Subset Pretraining for Enhancing Neural Network Training Efficiency
摘要
We propose a novel alternative to traditional randomly sampled mini-batches for gradient computation: using a fixed subset for complete pretraining of a neural network model. This approach enables deterministic convergence instead of a merely probabilistic one, as proven by the stochastic approximation theory, whose prerequisites are frequently violated by popular optimization algorithms. The approach is justified by the hypothesis that the loss minimum of the training set can be expected to be well-approximated by the minima of its subsets.
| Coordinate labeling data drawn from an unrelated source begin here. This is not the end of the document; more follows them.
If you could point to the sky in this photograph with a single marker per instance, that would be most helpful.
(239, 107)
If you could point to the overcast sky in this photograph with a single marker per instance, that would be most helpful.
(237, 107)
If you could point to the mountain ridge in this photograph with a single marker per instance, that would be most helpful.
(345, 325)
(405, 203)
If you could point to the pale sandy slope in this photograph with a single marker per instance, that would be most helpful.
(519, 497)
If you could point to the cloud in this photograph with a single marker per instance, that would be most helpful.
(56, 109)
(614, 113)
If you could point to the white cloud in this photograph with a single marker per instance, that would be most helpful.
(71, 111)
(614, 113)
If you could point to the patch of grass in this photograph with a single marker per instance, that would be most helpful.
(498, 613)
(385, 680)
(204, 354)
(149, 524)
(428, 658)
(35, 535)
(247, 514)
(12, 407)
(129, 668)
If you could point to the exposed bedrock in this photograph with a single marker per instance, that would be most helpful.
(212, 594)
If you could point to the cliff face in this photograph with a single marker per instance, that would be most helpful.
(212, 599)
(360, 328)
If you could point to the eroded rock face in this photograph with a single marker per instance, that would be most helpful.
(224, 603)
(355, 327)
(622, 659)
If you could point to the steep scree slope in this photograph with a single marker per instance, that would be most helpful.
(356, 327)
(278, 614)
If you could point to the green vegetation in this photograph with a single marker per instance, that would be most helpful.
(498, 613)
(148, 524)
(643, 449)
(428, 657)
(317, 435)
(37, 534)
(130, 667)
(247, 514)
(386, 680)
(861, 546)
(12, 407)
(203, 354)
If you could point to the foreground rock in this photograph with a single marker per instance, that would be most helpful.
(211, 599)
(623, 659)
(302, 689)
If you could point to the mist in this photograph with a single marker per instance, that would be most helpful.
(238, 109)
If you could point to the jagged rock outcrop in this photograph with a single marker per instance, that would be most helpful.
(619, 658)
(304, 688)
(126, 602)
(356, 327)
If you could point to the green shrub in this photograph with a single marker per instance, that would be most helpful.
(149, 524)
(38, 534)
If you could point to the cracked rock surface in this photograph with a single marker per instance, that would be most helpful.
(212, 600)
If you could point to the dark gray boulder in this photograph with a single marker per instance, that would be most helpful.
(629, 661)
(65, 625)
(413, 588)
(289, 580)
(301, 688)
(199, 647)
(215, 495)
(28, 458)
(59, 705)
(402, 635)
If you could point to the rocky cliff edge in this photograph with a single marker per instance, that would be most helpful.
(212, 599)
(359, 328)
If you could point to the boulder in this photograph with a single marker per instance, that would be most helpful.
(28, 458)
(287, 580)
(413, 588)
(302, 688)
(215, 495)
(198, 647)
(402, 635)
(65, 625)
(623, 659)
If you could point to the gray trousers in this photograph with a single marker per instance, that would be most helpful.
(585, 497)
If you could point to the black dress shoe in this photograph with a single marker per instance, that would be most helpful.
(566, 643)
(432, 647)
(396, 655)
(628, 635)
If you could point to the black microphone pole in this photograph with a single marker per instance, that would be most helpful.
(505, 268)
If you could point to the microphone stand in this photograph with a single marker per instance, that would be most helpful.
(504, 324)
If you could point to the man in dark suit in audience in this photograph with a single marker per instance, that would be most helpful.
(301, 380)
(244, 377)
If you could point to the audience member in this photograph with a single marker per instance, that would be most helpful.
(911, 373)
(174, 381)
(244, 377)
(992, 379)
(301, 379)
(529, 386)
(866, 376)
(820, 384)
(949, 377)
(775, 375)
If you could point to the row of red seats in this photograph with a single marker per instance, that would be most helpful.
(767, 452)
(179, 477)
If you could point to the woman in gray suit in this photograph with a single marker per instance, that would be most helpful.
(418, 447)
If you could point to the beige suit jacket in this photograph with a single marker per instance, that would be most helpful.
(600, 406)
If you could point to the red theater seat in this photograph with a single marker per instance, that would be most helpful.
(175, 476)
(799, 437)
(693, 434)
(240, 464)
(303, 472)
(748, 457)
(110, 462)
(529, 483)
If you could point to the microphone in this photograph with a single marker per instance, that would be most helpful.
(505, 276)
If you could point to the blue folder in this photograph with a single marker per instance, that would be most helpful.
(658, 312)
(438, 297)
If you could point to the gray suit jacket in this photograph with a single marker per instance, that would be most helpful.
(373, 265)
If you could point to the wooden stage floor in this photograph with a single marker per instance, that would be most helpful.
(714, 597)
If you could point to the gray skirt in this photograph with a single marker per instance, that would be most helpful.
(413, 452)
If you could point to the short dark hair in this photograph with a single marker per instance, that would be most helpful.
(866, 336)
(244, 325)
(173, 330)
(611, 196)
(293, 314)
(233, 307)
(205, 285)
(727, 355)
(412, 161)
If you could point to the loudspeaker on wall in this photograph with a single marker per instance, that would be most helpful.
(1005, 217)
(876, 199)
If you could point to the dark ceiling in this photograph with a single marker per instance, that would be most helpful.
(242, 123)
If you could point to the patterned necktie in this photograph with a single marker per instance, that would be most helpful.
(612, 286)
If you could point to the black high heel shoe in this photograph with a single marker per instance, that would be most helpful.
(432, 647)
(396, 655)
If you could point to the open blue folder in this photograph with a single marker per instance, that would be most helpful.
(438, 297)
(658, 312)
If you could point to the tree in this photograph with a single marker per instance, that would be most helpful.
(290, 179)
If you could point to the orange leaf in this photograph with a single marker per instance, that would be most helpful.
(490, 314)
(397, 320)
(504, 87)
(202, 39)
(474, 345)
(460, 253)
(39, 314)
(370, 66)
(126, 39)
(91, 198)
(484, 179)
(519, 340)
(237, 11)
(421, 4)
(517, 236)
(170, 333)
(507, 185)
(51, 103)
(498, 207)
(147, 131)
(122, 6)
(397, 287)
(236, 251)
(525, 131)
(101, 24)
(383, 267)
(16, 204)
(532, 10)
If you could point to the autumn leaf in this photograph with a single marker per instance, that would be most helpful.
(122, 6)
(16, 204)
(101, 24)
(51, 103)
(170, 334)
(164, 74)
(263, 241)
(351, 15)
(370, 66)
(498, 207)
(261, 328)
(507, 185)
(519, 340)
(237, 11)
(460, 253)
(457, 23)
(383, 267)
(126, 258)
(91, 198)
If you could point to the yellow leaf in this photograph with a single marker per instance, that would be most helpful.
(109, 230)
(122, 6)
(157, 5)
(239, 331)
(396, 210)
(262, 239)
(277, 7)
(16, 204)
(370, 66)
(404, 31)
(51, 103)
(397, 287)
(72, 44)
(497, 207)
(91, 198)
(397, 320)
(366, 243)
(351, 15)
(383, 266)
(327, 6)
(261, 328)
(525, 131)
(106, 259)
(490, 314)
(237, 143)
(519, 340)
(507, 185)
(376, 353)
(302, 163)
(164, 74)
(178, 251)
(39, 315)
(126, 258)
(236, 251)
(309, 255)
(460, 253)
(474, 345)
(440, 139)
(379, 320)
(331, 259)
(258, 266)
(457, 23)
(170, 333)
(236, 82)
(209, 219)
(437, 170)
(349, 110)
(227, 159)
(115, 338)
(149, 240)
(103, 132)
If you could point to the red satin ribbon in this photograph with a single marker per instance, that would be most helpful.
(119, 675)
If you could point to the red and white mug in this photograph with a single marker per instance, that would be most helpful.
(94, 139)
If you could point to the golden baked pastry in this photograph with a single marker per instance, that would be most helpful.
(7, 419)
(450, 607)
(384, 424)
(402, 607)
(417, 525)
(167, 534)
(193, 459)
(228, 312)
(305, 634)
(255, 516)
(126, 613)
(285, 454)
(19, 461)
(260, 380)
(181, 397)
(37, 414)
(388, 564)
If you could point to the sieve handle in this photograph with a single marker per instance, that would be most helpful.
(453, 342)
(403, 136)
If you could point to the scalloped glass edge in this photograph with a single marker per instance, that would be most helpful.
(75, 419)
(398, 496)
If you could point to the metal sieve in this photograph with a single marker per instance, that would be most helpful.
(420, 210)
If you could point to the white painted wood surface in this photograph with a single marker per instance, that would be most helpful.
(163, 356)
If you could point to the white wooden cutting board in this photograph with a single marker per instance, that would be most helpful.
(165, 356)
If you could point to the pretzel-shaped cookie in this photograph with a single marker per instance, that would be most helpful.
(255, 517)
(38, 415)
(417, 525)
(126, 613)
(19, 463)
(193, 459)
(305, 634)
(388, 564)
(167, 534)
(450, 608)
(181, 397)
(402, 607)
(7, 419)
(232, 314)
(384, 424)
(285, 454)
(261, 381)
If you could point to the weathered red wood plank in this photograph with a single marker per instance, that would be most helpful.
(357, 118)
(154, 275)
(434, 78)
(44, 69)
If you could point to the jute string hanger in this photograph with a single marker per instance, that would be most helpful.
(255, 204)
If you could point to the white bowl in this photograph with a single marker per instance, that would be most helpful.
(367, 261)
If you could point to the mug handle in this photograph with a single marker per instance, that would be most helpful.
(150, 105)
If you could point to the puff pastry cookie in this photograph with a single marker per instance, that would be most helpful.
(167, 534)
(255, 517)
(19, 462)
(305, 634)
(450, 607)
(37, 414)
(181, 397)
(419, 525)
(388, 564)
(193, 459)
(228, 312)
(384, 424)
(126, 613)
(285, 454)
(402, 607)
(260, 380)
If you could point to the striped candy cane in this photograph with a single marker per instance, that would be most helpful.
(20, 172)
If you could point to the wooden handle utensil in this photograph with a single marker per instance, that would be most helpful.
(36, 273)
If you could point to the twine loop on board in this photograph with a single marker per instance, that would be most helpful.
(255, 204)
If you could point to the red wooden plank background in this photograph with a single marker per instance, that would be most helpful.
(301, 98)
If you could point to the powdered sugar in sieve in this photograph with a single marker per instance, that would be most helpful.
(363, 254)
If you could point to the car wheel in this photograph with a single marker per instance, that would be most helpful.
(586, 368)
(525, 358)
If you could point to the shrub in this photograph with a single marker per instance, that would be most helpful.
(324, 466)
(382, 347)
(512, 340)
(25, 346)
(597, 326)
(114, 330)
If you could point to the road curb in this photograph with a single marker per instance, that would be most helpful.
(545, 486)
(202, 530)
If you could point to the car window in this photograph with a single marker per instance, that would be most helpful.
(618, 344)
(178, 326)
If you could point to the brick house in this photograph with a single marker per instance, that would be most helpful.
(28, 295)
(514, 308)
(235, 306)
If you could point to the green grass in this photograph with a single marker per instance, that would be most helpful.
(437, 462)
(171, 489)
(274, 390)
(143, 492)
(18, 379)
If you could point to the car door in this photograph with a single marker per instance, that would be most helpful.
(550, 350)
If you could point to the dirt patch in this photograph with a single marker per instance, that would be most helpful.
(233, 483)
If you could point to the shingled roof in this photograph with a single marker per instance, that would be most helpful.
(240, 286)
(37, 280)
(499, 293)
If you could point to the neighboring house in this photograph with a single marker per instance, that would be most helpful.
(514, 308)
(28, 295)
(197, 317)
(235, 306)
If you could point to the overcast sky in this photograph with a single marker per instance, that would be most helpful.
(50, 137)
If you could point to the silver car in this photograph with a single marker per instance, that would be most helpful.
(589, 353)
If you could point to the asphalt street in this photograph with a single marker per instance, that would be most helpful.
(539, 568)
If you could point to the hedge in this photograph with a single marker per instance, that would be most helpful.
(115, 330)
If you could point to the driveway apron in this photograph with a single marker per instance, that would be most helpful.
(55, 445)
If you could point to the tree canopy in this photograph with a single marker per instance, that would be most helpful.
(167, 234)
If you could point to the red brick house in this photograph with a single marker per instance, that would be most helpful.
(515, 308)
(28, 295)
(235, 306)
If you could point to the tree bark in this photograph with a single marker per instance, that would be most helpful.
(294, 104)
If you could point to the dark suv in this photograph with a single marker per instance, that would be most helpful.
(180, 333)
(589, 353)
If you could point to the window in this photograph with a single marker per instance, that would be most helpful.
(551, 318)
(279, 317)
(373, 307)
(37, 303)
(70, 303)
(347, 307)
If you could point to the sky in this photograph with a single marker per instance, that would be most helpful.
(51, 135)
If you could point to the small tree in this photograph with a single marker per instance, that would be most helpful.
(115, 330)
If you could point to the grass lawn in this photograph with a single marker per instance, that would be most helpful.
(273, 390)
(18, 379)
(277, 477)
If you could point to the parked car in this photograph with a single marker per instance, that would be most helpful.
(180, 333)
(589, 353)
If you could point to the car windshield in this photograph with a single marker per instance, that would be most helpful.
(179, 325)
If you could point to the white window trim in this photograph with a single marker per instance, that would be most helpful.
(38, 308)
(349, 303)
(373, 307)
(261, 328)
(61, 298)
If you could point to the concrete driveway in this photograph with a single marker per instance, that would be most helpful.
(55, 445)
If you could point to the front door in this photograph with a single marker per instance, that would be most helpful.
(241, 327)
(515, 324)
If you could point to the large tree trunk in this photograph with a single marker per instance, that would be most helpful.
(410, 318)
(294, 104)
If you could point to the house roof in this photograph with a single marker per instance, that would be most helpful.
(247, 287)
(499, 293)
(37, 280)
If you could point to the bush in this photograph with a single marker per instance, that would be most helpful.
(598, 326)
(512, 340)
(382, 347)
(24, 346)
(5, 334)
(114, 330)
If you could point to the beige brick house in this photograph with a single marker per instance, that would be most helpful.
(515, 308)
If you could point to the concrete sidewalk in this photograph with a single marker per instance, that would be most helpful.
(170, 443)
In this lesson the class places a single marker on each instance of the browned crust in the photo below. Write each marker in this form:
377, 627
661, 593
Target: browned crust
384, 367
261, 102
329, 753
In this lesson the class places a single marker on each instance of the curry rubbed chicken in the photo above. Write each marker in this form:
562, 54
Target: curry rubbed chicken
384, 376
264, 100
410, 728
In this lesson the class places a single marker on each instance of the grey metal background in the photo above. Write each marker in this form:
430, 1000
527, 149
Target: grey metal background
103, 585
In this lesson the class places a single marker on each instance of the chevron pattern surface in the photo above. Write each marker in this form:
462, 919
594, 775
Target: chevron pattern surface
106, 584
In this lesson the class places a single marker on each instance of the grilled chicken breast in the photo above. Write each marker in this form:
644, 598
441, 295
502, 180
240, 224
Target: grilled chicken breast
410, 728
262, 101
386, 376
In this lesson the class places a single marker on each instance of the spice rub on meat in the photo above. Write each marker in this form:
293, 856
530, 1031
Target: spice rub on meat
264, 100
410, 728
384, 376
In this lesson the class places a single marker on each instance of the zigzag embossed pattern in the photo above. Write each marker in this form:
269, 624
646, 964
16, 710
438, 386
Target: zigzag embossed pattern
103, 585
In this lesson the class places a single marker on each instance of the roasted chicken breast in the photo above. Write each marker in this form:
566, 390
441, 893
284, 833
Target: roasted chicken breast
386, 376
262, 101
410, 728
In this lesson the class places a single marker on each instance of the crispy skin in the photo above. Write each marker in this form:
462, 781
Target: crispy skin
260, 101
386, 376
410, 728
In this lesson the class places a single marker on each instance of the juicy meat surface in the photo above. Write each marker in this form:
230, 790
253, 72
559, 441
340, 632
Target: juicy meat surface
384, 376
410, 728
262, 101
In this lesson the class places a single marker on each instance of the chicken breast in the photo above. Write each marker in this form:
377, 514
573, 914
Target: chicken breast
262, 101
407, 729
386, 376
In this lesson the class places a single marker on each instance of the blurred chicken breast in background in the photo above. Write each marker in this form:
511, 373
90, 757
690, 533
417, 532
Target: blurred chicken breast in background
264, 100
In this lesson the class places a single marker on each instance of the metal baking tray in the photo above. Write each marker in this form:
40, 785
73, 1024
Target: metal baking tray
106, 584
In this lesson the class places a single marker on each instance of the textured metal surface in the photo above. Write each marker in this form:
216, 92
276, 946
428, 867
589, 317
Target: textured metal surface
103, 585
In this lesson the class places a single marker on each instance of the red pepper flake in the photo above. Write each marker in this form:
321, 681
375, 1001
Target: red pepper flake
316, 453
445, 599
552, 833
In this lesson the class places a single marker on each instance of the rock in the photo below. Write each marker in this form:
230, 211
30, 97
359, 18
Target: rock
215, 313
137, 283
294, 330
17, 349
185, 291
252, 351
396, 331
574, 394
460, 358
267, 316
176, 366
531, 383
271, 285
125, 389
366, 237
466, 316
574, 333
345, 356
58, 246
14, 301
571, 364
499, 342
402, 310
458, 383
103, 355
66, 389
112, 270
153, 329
Such subset minima can be computed in a fraction of the time necessary for optimizing with the whole training set. They are also compatible with efficient second-order optimization methods, such as the conjugate gradient optimizer. These methods are particularly efficient in the convex environment of the loss minimum. The image classification datasets MNIST, CIFAR-10, and CIFAR-100, (optionally extended by augmentation of training data) test this hypothesis. The experiments confirm that the models achieve performance equivalent to that when trained with the conventional training scheme. In conclusion, if the overdetermination ratio for the given model and dataset sufficiently exceed unity, even small subsets are representative. This results in a possible reduction of the computing expense to a tenth or less. This paper is an extended version of Spörer et al. [13].